Unlike most male actors today, Norris understood the esprit de corps and the masculine American dream, because he exemplified both. Born in 1940 in Ryan, Oklahoma, he married his high school sweetheart in 1958, and joined the Air Force the same year. While stationed in South Korea, he became drawn to — then expert in — martial arts, such as the Korean Tang Soo Do.
Following his honorable discharge in 1962, Norris began teaching karate in LA. Among his students was Steve McQueen, who encouraged him to take on movie work. Norris had some bit parts but continued to compete in karate matches. He won the World Professional Middleweight Karate Championship in 1968, and defended the title for six years in a row. After which his film career took off.
In his first and last major role as the villain (The Way of the Dragon, 1972), Norris took on his real-life good friend Bruce Lee in a classic fight in the Roman Colosseum. Movie stardom followed in the late 70s, and TV stardom in the 90s. So did Norris’s embrace of Christianity, then political conservatism. “I used to be a Democrat, but unfortunately the Democrats went too far to the left … and lost all reality of what America stood for,” Norris said.

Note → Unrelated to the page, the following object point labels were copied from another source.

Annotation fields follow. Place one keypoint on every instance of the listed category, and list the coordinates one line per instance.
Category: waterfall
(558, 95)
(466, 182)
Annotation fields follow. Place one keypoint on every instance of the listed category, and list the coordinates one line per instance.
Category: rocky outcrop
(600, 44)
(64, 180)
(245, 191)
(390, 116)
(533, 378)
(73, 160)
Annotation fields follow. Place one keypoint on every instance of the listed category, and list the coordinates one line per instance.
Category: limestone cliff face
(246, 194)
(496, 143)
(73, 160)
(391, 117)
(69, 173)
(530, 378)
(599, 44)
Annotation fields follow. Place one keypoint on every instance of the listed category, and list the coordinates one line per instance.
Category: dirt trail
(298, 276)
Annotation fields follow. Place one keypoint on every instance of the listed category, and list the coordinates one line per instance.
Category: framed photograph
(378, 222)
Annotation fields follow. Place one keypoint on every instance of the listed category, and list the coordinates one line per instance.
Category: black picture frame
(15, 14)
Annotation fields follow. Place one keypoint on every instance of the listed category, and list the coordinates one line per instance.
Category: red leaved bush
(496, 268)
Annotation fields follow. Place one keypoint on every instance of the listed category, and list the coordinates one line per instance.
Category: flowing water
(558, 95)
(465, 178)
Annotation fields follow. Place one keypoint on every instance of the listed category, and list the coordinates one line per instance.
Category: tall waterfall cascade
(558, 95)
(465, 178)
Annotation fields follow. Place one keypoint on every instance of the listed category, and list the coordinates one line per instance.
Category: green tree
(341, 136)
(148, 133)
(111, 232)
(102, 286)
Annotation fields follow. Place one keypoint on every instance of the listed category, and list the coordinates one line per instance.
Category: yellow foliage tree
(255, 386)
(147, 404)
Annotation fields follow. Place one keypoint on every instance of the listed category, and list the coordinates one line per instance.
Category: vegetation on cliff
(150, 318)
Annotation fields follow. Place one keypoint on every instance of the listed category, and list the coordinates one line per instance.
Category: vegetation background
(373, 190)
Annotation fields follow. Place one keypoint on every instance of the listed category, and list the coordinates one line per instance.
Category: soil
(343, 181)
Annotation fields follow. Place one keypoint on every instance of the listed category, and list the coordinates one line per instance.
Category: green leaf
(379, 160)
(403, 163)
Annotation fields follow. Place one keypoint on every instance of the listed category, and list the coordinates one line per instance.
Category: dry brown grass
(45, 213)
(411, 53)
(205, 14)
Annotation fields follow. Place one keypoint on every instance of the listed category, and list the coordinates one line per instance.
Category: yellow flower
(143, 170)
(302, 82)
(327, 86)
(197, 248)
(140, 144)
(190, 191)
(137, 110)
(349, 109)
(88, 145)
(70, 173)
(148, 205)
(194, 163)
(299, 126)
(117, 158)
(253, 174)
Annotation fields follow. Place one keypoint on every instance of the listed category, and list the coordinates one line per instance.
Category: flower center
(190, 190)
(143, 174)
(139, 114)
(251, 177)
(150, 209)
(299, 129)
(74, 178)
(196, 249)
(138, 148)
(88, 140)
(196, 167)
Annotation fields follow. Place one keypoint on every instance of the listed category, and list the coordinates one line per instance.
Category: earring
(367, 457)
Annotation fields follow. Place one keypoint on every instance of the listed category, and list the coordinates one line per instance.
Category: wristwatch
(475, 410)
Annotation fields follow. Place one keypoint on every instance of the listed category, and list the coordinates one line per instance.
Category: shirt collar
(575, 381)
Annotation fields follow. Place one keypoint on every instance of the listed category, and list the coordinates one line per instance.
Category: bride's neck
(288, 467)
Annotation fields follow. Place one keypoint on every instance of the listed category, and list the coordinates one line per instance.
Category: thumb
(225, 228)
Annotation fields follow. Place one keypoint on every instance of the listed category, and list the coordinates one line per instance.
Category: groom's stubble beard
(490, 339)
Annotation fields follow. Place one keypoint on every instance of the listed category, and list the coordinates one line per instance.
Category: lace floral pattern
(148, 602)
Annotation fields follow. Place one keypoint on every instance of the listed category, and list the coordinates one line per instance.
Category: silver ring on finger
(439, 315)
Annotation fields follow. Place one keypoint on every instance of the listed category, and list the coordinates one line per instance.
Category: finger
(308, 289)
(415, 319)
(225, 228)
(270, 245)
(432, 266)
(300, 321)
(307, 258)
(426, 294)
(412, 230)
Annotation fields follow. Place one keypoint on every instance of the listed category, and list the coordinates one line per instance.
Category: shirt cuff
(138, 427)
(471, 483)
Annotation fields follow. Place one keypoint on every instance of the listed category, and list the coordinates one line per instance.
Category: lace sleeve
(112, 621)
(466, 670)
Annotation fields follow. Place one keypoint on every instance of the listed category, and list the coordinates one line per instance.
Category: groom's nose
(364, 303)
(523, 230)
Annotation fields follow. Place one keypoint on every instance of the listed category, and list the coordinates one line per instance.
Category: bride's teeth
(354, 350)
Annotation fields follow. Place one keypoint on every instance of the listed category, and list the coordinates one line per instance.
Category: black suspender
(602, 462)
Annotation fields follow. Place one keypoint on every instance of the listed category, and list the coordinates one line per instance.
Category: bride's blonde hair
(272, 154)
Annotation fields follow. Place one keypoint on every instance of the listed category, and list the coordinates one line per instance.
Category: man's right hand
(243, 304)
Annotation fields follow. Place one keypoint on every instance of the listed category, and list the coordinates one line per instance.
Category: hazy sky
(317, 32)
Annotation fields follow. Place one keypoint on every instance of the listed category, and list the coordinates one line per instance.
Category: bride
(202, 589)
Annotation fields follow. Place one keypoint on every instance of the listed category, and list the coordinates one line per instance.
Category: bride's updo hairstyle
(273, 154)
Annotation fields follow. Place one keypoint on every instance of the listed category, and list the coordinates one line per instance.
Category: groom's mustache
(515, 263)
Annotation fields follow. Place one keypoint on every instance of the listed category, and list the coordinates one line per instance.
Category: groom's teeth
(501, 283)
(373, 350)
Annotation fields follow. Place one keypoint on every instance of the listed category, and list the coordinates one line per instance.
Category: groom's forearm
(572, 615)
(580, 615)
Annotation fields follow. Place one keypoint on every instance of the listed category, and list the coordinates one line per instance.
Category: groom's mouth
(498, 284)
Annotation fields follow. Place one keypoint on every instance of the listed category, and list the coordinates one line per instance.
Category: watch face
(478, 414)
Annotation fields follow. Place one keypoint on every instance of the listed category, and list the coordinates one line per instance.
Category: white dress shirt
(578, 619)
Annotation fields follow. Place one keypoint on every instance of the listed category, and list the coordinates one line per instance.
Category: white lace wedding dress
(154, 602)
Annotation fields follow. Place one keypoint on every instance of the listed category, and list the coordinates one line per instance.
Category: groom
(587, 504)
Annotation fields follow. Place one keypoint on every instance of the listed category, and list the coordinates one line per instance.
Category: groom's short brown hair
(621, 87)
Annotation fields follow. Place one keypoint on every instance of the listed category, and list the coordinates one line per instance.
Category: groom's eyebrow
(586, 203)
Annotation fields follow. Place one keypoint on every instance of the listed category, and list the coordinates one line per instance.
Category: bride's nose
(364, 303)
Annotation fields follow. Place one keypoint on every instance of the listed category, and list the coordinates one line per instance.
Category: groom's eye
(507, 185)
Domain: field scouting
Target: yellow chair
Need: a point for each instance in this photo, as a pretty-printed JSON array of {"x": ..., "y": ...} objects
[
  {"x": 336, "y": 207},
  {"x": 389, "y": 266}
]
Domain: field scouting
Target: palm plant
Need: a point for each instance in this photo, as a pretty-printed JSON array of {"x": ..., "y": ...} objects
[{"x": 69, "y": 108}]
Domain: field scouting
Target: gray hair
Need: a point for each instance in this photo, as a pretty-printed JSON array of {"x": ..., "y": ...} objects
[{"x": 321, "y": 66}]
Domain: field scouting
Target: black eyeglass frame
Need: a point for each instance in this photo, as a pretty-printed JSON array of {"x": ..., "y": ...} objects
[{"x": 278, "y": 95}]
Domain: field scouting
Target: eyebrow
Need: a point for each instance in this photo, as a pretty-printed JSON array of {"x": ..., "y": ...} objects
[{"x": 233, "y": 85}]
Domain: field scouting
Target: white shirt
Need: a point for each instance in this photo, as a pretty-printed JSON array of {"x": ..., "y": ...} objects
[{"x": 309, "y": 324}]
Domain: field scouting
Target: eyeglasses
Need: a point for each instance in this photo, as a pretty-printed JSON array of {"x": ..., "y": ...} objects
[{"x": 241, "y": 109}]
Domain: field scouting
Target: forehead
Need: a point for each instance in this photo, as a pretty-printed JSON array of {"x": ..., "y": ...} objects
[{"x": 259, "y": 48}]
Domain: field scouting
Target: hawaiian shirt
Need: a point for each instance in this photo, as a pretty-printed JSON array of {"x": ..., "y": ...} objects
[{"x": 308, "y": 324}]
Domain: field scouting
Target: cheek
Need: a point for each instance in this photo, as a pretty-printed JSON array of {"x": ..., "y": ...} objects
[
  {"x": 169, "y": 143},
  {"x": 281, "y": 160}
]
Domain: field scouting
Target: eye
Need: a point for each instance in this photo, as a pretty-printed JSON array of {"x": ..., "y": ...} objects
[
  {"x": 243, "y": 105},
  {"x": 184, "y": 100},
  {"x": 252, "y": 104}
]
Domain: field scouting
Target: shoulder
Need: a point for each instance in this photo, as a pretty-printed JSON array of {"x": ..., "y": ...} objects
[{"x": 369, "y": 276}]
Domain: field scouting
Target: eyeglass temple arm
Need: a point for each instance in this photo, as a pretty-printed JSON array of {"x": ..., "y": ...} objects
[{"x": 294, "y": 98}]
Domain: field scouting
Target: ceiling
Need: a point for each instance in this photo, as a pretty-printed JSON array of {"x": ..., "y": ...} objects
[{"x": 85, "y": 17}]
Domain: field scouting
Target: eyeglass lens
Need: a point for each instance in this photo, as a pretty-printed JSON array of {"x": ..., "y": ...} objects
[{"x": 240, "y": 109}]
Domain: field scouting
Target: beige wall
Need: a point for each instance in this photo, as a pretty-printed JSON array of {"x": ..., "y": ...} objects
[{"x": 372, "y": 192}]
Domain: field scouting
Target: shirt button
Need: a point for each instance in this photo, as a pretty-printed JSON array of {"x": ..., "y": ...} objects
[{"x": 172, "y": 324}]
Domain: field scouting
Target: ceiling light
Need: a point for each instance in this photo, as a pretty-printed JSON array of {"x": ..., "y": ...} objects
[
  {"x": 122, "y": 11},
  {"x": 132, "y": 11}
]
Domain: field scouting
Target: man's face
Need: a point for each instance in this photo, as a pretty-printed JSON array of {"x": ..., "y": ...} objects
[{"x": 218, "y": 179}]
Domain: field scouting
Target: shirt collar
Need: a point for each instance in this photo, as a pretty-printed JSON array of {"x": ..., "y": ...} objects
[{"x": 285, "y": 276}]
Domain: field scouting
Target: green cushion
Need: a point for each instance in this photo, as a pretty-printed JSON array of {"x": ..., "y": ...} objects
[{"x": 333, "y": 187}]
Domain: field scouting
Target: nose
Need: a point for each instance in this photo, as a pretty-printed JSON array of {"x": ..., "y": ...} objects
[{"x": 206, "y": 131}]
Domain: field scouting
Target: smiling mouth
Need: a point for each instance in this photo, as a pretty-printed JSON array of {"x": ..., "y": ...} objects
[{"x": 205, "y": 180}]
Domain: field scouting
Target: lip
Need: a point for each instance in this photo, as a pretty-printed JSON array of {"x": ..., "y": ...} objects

Although everyone who knew Norris lauded his sterling character — including liberal stars such as Ben Stiller, who worked with him in Dodgeball — his conservatism proved too much for Hollywoke media. “Chuck Norris Was a Great Action Star — but Politics May Overshadow His Legacy,” read the Variety headline on his death. Don’t think the show business rag stopped there.
“His roles were part of a body of work used to show American strength, might, and the pernicious attraction of taking the law into one’s own hands,” declared the article. “Something that seems less fun in a year in which our country is funneling money into bombing Iran and ICE agents are acting like one-man militias.” Not surprisingly, normal people blasted the publication. “Couldn’t wait a day … not even half a day,” tweeted Christian Toto of Hollywood in Toto. “Yeah, we can judge them.”
I ended up meeting with Gordon Dawson and two Walker staff writers, all men, one Asian, given the orientation of the show. They liked me, and asked for my episode ideas. I pitched a story about Walker and his father-in-law (played by the great Rod Taylor, whom I admired) on a weekend fishing trip encountering a possible Sasquatch-like killer (evoking Taylor’s role in Hitchcock’s The Birds). Gordon loved it, and told me to expect a contract.
I left the office so pumped, I was ready to take on Bruce Lee myself. The contract never came. Walker: Texas Ranger got prematurely cancelled that same season. So, I didn’t get to meet or write for Chuck Norris, only mourn the loss of him with the rest of the world.